Die Kausalitätsbeurteilung hat auf der Basis des aktuellen wissenschaftlichen Erkenntnisstandes über die Möglichkeit von Ursachenzusammenhängen zwischen bestimmten Ereignissen und der Entstehung bestimmter Krankheiten zu erfolgen. Dies erfordert nicht, dass es zu jedem Ursachenzusammenhang statistisch - epidemiologische Forschungen geben muss. Gibt es keinen aktuellen allgemeinen wissenschaftlichen Kenntnisstand zu einer bestimmten Fragestellung, kann in Abwägung der verschiedenen Auffassungen einer nicht nur vereinzelt vertretenen Auffassung gefolgt werden. Jedoch gibt es im Bereich des Arbeitsunfalls keine Beweisregel, dass bei fehlender Alternativursache die versicherte naturwissenschaftliche Ursache automatisch auch eine wesentliche Ursache ist, weil dies bei komplexem Krankheitsgeschehen zu einer Beweislastumkehr führen würde (BSG, Urteil vom 9. Mai 2006, B 2 U 1/05 R, zitiert nach Juris).
Unter Berücksichtigung dieser Maßstäbe konnte sich der Senat keine Überzeugung davon verschaffen, dass neben den bereits als Arbeitsunfallfolge anerkannten "Gelenkbeschwerden der unteren Extremitäten" weitere Gesundheitsstörungen des Klägers auf den Unfall zurückzuführen sind.

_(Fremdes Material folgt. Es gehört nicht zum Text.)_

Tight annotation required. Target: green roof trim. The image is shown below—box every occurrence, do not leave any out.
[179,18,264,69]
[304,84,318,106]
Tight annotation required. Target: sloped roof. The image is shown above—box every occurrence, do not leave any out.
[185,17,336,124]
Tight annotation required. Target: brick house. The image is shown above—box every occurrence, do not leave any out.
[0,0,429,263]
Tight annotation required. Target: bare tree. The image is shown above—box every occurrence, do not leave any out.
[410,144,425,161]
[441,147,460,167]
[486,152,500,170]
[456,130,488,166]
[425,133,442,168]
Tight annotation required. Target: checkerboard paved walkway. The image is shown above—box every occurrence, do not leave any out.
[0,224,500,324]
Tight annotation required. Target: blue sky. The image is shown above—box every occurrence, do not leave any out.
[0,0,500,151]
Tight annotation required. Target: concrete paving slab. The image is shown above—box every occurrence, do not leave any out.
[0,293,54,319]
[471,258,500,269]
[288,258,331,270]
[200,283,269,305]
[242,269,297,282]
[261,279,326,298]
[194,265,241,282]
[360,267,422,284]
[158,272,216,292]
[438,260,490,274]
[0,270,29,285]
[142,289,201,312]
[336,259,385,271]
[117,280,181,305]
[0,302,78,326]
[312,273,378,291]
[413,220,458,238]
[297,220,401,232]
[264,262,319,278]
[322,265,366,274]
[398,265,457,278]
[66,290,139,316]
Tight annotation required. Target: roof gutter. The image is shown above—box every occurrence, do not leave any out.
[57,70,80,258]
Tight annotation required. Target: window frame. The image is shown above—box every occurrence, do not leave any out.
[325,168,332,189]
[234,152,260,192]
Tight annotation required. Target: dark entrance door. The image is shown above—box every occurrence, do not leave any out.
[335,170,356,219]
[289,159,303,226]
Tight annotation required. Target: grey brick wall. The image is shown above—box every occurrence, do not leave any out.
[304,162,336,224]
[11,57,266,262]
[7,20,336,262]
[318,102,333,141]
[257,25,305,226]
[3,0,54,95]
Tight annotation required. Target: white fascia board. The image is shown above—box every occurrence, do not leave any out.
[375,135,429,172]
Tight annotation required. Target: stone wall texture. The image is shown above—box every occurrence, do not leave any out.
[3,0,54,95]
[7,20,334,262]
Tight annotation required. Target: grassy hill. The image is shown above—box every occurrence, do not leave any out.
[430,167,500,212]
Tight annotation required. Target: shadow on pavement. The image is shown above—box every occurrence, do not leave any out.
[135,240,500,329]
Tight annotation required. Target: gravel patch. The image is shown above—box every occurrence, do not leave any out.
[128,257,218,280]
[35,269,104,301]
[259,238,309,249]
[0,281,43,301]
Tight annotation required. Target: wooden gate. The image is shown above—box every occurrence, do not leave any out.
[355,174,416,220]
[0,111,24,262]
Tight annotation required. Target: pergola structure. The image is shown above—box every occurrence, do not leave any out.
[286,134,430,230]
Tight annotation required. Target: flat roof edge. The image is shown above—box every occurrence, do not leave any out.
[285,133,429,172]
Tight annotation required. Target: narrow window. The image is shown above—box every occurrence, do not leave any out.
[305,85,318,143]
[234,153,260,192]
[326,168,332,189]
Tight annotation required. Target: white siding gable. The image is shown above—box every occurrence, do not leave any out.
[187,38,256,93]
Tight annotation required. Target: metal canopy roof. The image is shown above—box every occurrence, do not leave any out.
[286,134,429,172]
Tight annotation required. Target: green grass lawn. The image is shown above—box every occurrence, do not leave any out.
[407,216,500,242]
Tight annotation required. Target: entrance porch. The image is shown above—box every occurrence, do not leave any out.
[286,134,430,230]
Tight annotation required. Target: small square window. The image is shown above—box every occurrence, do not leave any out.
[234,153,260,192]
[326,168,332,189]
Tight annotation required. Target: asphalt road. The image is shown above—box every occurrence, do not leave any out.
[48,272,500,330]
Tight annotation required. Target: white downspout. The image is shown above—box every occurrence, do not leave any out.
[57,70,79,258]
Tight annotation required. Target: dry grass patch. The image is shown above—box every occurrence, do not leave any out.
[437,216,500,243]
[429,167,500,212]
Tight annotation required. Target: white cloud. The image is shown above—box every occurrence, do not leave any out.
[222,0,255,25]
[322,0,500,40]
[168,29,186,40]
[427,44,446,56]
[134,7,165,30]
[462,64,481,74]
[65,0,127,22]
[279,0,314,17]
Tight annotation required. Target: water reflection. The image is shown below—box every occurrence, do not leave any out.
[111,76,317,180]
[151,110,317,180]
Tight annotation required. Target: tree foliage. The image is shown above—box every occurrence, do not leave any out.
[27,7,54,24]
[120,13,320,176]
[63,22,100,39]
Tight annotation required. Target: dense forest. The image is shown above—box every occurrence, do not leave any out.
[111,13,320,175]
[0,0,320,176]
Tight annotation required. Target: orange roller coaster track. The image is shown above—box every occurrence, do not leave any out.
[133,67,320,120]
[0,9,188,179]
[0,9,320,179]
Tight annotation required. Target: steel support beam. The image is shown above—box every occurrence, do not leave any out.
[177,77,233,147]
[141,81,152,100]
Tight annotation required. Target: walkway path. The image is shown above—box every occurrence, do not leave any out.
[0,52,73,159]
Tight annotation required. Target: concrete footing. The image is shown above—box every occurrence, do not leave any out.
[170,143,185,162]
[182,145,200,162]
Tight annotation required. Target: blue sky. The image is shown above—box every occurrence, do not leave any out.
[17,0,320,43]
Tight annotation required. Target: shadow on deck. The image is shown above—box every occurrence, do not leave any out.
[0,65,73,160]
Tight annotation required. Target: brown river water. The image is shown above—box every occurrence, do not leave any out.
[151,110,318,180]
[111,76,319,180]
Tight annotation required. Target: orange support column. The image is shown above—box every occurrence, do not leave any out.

Entgegen der Auffassung von Dr. H. kann nicht mit an Sicherheit grenzender Wahrscheinlichkeit davon ausgegangen werden, dass beim Kläger noch eine chronisch-persistierende Borreliose vorliegt, die Ursache der vom Kläger ihr gegenüber beschriebenen ausgeprägten Müdigkeit, der Nachtschweiße, des Juckreizes, der Sehstörungen und rezidivierenden Augenentzündungen sowie der Pollakisurie ist. Denn nach den insoweit im Ergebnis übereinstimmenden Äußerungen von Prof. Dr. K. und Prof. Dr. von B. kann zwischenzeitlich nicht mehr sicher davon ausgegangen werden, dass die Borreliose noch aktiv ist. Prof. Dr. K. weist darauf hin, dass über den Nachweis von spezifischen Antikörpern entgegen der Einschätzung von Dr. H. nichts über die Aktivität oder Chronizität einer Borreliose ausgesagt werden kann. Seine eigenen systematischen Verlaufsuntersuchungen über acht Jahre haben belegt, dass es keine Korrelation zwischen dem Antikörpermuster bzw. der Konzentration und der Krankheitsaktivität gibt. Diese Auffassung, die Prof. Dr. K. auf seine eigene langjährige klinische (Studien-) Erfahrung und eine umfassende Auswertung der einschlägigen Literatur, insbesondere der dort beschriebenen Studien stützt, ist für den Senat überzeugend. Doch selbst wenn diese Einschätzung außer Betracht gelassen würde, wäre eine fortbestehende Borreliose nicht nachgewiesen, denn Prof. Dr. von B. hat sich im Rahmen seiner Begutachtung aufgrund der von ihm durchgeführten Borrelienserologie unter Einschluss einer Borrelien-PCR nach einer Hautbiopsie im Unterschied zu Dr. H. nicht in der Lage gesehen, eine Aussage darüber zu treffen, ob die Infektion gegenwärtig noch aktiv ist. Er hat ausschließlich eine schwere beinbetonte Tetraplegie diagnostiziert und sich gutachtlich allein mit der Frage auseinandergesetzt, ob diese durch die Borreliose verursacht wurde. Aus diesem Grund drängen sich erhebliche Zweifel auf, ob Dr. H. zu Recht aufgrund der von ihr durchgeführten Untersuchungen von einer fortbestehenden Borreliose ausgeht.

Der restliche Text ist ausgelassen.